L'année qui suit son diplôme, il monte le premier d'une longue liste de projets qui vont faire de lui l'un des protagonistes les plus ambitieux et exigeants de la scène jazz française. Le Hemlé Orchestra, suivi du Atsas-Imbert Consort avec le guitariste Emile Atsas, font les chaudes soirées des festivals Jazz à Vienne et Nice Jazz Festival. En 2002, le Marseillais d'adoption intègre le collectif L'Enclencheur pour le développement du jazz dans la région, et se produit avec le Nine Spirit, groupe de recherche détectant les passerelles entre musique afro-américaine et littérature sacrées. Le collectif allie la théorie à la pratique à travers Les Musiques Sacrées de Duke Ellington sur fond de lectures de Théodore Monod, et d'oeuvres d'autres compositeurs (Pharoah Sanders, Sun Râ, John Coltrane, Albert Ayler). L'album Méditations Dans Un Cratère (Idéoplurielle) paraît cette année-là.

En 2003, Raphaël Imbert poursuit ses recherches à New York dans le cadre de la mission Villa Médicis hors-les-murs. L'expérience se révèle enrichissante pour le musicien qui se consacre à l'enseignement pendant trois années avant de remonter sur scène. Successivement, le sextet Newtopia Project auquel s'adjoint le pianiste Yaron Herman, enregistre la Suite Elégiaque (2006), et l'octette Sixtine Group, Pieces for Christmas (2007). Ces deux formations sont partagées par Stephan Caracci (vibraphone), Simon Tailleu (contrebasse) et Cédrick Bec (batterie).
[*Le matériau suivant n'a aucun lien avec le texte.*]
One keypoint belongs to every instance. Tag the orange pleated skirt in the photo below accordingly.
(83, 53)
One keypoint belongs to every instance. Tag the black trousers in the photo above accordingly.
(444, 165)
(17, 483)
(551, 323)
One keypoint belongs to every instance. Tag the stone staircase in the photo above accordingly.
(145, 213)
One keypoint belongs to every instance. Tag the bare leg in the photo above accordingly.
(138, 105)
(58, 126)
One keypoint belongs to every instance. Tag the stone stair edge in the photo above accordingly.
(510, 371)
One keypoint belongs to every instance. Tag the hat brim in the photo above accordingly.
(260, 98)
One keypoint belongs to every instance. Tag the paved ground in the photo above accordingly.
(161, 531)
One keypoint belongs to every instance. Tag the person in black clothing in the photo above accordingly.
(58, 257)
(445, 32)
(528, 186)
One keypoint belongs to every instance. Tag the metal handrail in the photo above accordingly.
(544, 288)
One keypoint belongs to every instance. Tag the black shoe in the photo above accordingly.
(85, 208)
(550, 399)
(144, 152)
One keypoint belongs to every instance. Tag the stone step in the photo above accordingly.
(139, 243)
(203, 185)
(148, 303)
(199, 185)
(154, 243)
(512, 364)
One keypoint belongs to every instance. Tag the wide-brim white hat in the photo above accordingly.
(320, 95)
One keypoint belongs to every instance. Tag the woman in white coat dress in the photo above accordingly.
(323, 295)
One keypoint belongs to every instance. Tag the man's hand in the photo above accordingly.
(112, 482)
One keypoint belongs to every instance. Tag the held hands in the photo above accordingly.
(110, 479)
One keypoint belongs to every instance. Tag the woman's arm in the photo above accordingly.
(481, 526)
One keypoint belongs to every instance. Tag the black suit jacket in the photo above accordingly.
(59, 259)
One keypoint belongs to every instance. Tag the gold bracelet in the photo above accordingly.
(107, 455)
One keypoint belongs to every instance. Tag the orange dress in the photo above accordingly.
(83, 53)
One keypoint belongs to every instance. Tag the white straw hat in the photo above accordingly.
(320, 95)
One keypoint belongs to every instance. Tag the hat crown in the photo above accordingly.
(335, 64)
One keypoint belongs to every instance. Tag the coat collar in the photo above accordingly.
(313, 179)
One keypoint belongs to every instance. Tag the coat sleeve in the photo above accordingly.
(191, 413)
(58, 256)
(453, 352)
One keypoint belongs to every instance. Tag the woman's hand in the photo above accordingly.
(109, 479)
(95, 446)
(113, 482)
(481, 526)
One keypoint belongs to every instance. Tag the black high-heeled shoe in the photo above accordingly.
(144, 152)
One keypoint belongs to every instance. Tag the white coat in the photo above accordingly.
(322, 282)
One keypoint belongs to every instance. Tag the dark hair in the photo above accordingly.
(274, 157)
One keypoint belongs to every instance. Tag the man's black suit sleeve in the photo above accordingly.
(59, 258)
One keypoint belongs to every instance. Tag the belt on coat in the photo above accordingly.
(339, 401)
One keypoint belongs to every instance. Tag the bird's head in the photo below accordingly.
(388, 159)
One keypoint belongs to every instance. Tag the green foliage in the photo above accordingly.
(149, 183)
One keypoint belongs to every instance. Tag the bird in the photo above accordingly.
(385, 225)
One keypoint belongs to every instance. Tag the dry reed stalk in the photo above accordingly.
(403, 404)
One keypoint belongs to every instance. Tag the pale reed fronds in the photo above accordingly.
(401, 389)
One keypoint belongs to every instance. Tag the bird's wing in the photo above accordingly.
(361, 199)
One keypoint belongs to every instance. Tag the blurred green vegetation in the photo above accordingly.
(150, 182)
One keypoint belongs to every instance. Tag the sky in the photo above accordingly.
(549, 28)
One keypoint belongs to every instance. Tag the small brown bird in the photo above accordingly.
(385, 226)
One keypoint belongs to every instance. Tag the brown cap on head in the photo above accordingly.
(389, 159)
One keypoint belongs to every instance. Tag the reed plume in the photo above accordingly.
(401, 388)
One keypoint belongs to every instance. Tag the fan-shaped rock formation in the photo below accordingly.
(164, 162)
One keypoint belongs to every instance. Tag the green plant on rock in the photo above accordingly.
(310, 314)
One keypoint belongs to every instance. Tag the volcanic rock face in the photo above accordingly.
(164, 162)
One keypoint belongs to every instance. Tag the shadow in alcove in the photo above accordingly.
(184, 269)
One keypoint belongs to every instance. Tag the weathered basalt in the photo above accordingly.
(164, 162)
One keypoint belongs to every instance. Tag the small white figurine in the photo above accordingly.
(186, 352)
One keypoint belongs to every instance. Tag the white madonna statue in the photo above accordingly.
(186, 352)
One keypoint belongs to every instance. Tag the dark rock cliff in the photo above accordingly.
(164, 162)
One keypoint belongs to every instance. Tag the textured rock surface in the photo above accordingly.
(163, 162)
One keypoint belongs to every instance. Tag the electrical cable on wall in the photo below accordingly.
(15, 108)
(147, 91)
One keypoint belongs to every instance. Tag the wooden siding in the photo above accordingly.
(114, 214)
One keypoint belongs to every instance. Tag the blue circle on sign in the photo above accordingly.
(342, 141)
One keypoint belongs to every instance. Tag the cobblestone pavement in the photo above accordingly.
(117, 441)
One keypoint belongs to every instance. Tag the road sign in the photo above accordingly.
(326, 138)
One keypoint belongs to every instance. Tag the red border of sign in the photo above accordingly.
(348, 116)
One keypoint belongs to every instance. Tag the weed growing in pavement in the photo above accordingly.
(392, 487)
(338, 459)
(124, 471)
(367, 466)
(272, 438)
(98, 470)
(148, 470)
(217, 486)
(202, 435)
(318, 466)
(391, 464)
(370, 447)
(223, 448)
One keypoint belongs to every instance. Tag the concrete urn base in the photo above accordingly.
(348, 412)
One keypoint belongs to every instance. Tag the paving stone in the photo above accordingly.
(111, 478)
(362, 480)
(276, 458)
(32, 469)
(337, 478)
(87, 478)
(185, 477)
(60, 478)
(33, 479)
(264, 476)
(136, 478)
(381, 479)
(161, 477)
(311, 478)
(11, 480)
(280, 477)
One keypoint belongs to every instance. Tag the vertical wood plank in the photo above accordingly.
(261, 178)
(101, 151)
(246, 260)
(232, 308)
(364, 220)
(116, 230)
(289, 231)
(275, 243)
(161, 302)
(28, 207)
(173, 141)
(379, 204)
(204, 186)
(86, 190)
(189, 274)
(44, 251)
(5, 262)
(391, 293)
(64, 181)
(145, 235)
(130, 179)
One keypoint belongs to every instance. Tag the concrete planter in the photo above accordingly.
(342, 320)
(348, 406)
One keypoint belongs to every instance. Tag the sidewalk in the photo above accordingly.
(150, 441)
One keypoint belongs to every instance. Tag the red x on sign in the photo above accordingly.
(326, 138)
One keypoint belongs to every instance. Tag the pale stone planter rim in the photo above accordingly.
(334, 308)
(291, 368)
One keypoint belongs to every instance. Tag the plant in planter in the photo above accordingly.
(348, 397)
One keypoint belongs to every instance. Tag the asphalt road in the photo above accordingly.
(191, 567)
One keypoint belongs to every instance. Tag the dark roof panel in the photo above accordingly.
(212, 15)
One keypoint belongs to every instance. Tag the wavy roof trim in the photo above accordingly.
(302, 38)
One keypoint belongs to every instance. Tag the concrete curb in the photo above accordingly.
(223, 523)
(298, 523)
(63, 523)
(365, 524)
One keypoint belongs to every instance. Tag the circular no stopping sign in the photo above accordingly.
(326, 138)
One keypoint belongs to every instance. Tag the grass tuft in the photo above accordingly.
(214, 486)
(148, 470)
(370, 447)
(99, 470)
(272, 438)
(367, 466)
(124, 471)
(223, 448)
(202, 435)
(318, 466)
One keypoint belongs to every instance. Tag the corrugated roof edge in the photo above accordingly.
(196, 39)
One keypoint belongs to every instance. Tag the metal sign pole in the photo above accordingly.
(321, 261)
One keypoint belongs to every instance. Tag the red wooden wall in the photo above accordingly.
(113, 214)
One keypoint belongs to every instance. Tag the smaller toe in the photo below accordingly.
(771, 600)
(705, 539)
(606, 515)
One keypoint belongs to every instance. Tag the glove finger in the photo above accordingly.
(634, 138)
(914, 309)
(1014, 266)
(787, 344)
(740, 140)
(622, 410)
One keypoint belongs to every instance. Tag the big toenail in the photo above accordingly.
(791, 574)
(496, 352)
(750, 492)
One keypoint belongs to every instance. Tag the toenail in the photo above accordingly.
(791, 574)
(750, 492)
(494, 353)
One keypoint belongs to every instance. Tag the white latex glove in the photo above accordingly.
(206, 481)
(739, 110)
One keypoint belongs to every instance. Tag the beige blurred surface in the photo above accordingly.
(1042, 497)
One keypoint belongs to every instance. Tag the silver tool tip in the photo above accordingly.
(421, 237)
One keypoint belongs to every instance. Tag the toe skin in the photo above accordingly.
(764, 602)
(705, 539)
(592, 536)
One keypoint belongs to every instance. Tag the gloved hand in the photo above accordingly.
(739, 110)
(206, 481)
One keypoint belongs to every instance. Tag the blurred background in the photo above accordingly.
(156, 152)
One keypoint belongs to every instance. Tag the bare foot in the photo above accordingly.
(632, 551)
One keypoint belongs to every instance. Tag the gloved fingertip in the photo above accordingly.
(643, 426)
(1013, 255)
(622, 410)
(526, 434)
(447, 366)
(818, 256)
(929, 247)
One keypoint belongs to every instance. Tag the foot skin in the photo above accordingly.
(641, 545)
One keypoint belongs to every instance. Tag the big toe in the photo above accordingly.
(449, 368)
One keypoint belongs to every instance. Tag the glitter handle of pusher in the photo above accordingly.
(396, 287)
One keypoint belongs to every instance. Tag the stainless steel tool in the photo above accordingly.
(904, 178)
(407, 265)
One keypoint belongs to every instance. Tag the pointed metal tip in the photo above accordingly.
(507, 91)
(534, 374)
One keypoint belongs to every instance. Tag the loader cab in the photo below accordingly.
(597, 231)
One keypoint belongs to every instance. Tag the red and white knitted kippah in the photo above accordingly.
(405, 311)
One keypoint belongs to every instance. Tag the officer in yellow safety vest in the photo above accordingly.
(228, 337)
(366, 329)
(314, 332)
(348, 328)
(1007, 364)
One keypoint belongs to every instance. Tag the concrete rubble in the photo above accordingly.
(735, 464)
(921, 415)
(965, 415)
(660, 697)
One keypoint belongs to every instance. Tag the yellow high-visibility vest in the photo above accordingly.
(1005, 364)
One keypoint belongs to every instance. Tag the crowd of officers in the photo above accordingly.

Multipliant les activités, le colosse du saxophone membre du Conseil d'administration de l'Orchestre National de Jazz compose pour la télévision, glane quelques prix au festival de La Défense avec son Newtopia Project, et forme dans la foulée le Brotherhood Consort le temps de l'album Bach - Coltrane (2008), mêlant son quartette de jazz avec le classique Quatuor Manfred.

Nouvelle occupation depuis 2010, le projet Omax at Lomax est un laboratoire ethno-musicologique mené par l'Agence Nationale de la Recherche via la mission Improtech. Raphaël Imbert parcourt les États amércains du sud sur les traces du défricheur Alan Lomax, afin de confronter les racines musicales à la technologie moderne. Le fruit de ces recherches ressort dans l'album Live au Tracteur paru en 2011, capté en compagnie de Joe Martin (contrebasse), Gerald Cleaver (batterie) et Stéphan Caracci (vibraphone).

Comme il l'avait fait pour Bach et Coltrane, le saxophoniste rend hommage à deux autres géants de la musique classique et du jazz dans l'album Heavens (2013), qui revisite les répertoires de Mozart et de Duke Ellington. En 2015, il propose une rencontre entre le jazz et la musique contemporaine avec le compositeur Karol Beffa pour l'album Libres.

Raphaël Imbert repart ensuite sur la route du blues pour y rencontrer deux vétérans, Alabama Slim et Big Ron Hunter, qu'il fait jouer sur l'album Music Is My Home - Act 1 (janvier 2016), en compagnie de Leyla McCalla, Sarah Quintina, Marion Rampal et Anne Paceo.